La Jolla Pharmaceutical's ($LJPC) chronic kidney disease drug hit its primary endpoint of improving organ function in a Phase II trial, the company said, and while the results sent the biotech's shares skyward by 75%, a quirk in dosing gave some analysts pause.

The study tested GCS-100 at two doses in 121 CKD patients, finding that the lower dose improved renal function at a statistically significant rate and met its secondary endpoint of cutting levels of galectin-3, a protein tied to tissue fibrosis. The higher dose, however, charted no statistically significant difference in either goal.

La Jolla blames the high-dose failure on what it calls a biologic feedback loop, with CEO George Tidmarsh telling investors that overinhibition of galectin-3 might spur the body to redouble production of the protein, negating GCS-100's effect. However, that explanation would appear to be inconsistent with the drug's Phase I results, in which La Jolla reported that a "statistically significant post-dose reduction of serum galectin-3 was also observed at the higher doses" of GCS-100.

But the dosing issue didn't scare off investors, who sent La Jolla's shares to an all-time high $19.17 in premarket trading on Wednesday, buying into the idea that GCS-100 could be the first drug approved for CKD, a big market with bigger unmet need.

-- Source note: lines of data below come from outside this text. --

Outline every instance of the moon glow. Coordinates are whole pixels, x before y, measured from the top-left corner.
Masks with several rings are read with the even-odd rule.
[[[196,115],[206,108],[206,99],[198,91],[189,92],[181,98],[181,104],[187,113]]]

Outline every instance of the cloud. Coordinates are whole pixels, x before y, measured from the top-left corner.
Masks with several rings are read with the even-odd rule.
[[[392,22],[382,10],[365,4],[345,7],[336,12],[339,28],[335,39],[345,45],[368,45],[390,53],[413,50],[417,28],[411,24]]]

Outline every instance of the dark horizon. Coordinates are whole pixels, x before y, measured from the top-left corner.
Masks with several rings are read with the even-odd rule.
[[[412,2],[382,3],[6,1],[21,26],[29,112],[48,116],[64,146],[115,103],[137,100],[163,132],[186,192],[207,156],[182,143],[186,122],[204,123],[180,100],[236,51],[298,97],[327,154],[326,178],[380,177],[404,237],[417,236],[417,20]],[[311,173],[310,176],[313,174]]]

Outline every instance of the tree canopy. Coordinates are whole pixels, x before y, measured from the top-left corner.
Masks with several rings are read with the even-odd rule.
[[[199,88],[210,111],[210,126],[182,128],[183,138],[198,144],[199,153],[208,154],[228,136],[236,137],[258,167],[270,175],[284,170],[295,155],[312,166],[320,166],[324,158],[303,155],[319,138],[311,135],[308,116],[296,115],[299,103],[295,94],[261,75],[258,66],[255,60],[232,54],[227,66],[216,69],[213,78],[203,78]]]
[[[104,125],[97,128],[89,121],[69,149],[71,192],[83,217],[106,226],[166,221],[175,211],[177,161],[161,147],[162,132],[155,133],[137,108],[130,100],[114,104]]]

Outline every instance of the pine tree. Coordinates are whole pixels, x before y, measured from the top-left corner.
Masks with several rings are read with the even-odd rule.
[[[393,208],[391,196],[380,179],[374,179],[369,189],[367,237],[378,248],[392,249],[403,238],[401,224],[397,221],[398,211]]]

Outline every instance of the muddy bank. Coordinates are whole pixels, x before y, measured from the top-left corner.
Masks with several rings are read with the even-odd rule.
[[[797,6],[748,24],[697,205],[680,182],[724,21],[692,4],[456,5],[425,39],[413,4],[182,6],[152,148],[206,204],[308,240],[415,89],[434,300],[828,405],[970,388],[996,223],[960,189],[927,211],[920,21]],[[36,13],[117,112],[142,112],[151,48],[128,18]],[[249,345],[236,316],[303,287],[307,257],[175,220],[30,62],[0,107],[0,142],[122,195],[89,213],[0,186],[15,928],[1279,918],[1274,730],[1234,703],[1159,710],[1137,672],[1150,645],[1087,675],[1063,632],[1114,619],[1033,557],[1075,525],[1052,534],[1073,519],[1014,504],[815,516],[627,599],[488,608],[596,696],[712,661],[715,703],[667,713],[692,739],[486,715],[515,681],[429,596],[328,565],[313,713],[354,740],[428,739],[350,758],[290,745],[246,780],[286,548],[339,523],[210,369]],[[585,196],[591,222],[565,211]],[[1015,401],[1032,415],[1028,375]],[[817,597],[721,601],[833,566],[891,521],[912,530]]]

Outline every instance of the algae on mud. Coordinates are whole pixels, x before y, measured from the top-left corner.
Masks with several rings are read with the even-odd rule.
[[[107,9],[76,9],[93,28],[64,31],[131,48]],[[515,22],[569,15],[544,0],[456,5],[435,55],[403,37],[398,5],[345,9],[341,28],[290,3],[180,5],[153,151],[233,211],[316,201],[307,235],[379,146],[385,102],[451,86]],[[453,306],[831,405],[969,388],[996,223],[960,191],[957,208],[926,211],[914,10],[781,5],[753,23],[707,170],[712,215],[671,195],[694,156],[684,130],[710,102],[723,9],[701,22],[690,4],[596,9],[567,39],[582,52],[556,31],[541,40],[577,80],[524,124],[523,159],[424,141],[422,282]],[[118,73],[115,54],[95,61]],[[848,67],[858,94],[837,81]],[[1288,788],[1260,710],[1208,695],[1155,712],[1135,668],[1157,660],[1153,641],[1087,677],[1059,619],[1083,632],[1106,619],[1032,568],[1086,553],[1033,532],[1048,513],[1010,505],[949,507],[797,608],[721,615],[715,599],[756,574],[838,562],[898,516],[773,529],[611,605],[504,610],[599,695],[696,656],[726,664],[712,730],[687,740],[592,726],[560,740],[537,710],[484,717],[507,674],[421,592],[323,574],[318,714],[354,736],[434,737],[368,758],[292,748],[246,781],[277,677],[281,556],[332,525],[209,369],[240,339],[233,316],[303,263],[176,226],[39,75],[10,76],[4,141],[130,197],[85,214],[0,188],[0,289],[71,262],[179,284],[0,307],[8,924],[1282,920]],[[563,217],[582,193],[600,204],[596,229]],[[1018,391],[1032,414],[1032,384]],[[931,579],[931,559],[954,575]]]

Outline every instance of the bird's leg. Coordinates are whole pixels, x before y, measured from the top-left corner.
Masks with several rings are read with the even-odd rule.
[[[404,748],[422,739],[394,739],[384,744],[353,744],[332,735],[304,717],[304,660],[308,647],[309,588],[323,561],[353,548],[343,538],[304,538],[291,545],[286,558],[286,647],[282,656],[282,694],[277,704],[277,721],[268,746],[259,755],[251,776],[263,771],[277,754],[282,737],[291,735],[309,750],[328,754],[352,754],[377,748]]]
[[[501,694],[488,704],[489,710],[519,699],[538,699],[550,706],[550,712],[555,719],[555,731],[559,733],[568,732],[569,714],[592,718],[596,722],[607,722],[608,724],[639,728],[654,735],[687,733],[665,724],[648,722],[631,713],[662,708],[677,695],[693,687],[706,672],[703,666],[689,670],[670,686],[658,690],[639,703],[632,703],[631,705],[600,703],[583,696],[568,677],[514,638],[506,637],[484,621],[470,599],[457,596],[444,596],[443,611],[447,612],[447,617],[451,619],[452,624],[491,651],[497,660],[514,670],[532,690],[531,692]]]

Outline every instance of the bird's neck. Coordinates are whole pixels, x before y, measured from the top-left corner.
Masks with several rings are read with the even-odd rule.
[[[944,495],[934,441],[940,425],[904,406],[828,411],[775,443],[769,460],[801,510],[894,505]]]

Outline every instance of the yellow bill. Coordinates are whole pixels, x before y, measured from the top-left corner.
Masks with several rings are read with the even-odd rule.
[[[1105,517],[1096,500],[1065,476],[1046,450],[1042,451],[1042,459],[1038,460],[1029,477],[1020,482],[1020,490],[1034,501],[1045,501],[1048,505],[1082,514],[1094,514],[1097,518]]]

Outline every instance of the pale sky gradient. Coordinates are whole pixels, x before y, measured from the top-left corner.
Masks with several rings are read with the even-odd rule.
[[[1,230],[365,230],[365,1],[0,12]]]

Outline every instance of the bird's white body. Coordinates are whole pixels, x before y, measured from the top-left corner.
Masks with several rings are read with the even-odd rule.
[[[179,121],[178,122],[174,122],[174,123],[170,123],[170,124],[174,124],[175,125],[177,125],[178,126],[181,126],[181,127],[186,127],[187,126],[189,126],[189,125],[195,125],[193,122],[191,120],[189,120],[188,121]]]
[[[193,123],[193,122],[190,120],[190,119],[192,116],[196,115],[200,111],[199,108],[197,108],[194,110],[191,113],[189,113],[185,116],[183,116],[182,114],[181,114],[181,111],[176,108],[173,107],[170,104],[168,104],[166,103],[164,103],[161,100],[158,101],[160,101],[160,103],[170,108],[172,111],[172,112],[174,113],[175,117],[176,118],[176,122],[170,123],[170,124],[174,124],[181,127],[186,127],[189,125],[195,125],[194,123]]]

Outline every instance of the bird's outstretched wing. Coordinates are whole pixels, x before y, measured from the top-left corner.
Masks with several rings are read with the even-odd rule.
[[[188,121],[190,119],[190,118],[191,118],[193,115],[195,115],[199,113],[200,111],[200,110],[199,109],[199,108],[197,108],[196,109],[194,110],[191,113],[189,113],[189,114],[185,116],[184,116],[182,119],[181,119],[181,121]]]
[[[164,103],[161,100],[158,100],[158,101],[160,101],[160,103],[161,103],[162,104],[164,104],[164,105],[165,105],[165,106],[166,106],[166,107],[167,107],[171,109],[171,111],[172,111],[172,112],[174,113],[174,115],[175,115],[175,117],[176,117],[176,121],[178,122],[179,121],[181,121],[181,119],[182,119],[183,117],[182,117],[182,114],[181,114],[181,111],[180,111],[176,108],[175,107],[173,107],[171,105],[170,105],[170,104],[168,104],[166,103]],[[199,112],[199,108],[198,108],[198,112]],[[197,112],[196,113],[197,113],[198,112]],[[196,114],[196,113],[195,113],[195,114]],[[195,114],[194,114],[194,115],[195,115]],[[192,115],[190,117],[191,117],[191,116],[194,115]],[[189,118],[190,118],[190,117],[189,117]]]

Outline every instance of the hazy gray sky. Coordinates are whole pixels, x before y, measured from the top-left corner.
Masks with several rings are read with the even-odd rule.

"Chronic kidney disease is an enormous and growing medical problem worldwide," trial investigator and University of Texas professor Pablo Pergola said in a statement. "A disease-modifying agent that could slow and potentially reverse the tissue fibrosis that is a hallmark of this disease would be a welcome advance in the field and could have a major impact on patients' lives."

And Chardan Capital Markets analyst Ling Wang is all in on the drug's potential, telling Reuters that, if approved, it could gross more than $2 billion a year by 2024--"and that's a conservative estimate," she said.

On the safety side, both doses of GCS-100 were well-tolerated with no serious adverse events in the lower amount and two in the higher that were later deemed unrelated to the drug, La Jolla said.